The company, he said, was still well within its debt covenants of 3.5 times net debt-to-Ebitda until the end of 2018 and two times thereafter.
"Where the strong rand is now, we need to make some plans and the operations are already well advanced with that. If you look the various scenarios…it will take us about four years to de-lever and we're very comfortable with the scenarios that we've planned," Keyter said.
"Primary focus is de-leveraging the balance sheet. That is certainly an over-hang in the market. We understand that, and under the strong rand environment, we need to demonstrate our ability to remain cash-flow positive under that, but also we need to highlight the large amount of cash that's being generated by our operations in the US, and our Lonmin transaction has been done in a way that doesn't consume cash. Producing cash to bring down our debt is important, and the political change being seen in South Africa is going to address our South African discount," Froneman said.

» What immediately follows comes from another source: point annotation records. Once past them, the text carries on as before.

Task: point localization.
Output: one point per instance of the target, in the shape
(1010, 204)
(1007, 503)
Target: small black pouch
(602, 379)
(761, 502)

"We're not ex-growth. Pursuing value-accretive opportunities is still a focus, but it cannot be done using cash at this stage, and certainly until the value of our equity is something different, we can't use our equity either, so I suppose for the next while we'll really just hunker down and de-leverage and consolidate our business," he added.
By 15h00 on Thursday, Sibanye's share price had fallen by 11.77% to R11.92 a share.
Answers to analyst questions on the acquisition of Lonmin revealed that it is incumbent on Lonmin to reduce its employee complement, which will take place whether or not the transaction goes ahead.
"You're already seeing stability in Lonmin's operating numbers. They've got a much better handle on their working capital and our view is that by the time we get to close the transaction, they will be net cash positive. In other words, they'll be able to settle their debt and there should still be a little bit of cash," Froneman said, emphasising that Sibanye would not be in a position to ask its own shareholders to take on more debt.
Adjusted Ebitda for the South African gold operations for the year ended December 31 declined by 46% to R5.3-billion on a 7% decline in production to 1.4-million ounces and a 9% decline in the average gold price to $1 254/oz.
The South African PGM operations contributed R1.6-billion, or 18%, to group adjusted Ebitda.
Primarily due to the increase in borrowings arising from the acquisition of Stillwater, net finance expenses for the six months ended December 31 rose R963-million year-on-year to R1 312-million.
The group recorded a net profit for the six months of R370-million compared with R2 955-million for the comparable period in 2016.